The current study shows the sensitivity of the structural response to the variation of material mechanical properties. As already mentioned very different results have been found if the uncertainty related to tensile strength, compressive strength and elastic modulus is modeled. However, a more in-depth research is possible on the effect of every single parameter on the capacity and the collapse mechanism.

 

Moreover, in the present case study, a population of N=200 simulated models have been analyzed, which is expected to produce statistically reliable results. Further studies could investigate the definition of the optimal number N of samples, able to guarantee a stable dispersion of the results.

 

Furthermore, in this work, only the structural uncertainty related to the material parameters has been considered, while the geometry of the structure is treated deterministically. However, the uncertainties related to the geometry of the structure result relevant especially for the columns, damaged by the fire occurred in 1936. Additional uncertainty related to the variability due to the possible geometrical configurations of the columns could be taken into account in further studies.

 

Finally, as implied in the N2 method, the control point has been chosen at the top of the structure, from the hypothesis that this is usually the point with the higher displacement.

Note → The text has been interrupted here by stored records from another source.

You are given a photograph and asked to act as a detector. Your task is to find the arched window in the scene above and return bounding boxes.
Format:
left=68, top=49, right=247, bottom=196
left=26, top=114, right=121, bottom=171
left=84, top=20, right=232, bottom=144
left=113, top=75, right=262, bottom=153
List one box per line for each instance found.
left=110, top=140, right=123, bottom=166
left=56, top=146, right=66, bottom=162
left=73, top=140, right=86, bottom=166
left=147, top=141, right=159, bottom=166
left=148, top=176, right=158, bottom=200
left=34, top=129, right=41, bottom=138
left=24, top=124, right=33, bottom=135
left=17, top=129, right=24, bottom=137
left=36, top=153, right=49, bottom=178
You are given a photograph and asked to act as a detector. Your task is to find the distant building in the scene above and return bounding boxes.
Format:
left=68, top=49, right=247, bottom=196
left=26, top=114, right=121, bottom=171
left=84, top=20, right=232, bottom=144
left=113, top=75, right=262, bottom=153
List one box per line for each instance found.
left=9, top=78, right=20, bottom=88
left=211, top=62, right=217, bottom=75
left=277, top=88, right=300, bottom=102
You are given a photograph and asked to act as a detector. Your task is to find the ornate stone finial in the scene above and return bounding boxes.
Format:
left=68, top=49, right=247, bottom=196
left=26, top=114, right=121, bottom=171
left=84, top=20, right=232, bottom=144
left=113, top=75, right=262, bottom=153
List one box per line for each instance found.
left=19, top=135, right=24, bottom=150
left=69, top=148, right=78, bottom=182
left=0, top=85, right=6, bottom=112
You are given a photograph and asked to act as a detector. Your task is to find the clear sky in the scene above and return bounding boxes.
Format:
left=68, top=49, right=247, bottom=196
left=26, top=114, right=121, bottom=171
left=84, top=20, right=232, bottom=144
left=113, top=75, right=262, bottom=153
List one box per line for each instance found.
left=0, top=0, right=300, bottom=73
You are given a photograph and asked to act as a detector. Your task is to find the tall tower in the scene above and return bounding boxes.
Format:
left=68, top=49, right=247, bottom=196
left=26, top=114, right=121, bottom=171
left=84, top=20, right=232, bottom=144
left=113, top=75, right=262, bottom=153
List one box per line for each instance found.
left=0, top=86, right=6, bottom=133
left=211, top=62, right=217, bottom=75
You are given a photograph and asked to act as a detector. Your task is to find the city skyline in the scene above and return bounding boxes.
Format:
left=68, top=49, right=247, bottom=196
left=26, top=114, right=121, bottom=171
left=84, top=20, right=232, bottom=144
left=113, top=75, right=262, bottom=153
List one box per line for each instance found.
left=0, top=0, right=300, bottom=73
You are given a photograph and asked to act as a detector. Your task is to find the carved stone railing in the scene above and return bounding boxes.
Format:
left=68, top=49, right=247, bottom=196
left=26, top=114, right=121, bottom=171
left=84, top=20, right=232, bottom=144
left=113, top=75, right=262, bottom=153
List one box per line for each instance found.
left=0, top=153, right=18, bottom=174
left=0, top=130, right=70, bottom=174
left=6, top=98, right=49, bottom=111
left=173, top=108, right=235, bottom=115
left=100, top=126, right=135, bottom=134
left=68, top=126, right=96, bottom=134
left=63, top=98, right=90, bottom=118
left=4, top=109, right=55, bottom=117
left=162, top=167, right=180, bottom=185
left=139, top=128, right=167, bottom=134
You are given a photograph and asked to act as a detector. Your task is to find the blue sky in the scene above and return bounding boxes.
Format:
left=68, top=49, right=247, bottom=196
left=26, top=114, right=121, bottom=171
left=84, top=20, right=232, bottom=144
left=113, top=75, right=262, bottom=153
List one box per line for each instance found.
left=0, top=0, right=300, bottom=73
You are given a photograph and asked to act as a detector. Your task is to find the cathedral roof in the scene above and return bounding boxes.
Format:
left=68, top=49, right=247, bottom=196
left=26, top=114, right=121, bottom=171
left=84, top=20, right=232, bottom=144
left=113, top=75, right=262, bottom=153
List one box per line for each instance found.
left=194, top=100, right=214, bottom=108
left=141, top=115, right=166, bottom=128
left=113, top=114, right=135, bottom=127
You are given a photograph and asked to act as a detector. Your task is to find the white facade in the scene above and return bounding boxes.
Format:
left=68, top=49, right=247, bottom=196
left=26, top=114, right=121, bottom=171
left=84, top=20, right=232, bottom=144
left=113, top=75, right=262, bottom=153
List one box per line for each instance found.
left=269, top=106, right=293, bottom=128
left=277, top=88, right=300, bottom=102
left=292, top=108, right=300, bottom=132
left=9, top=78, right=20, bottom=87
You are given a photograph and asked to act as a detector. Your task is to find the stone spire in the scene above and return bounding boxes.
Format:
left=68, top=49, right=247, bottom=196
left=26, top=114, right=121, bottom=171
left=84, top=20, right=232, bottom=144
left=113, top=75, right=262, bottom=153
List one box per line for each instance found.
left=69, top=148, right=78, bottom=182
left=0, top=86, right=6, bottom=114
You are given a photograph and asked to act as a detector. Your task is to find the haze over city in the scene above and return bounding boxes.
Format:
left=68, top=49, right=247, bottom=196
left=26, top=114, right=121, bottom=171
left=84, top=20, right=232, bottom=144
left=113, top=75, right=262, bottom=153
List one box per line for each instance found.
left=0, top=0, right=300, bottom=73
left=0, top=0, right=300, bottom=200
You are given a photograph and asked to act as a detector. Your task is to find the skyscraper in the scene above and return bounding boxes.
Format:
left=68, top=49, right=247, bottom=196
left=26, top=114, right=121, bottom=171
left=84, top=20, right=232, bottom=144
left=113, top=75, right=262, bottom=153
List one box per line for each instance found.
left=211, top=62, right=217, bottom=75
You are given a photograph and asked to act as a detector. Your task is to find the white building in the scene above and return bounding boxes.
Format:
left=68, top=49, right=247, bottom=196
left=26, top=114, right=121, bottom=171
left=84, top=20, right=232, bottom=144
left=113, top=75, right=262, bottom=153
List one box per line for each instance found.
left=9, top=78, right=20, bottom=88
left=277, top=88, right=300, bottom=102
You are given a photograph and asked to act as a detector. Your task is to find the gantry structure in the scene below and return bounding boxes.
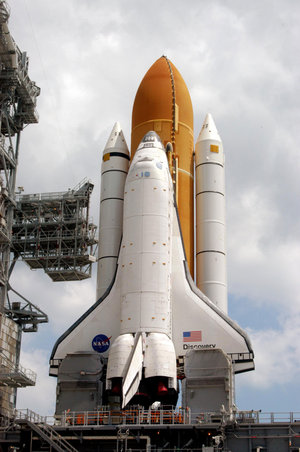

However, as already discussed in [Petromichelakis et al., 2014], [Pelà, 2009] in case of masonry buildings this may not be true since higher displacements can be found for a different point of the structure. Thus, the choice of the control node affects significantly the estimation of structural performance. Moving by this evidence, further research could focus on the development of a more adequate methodology for the determination of the target displacement for masonry structures.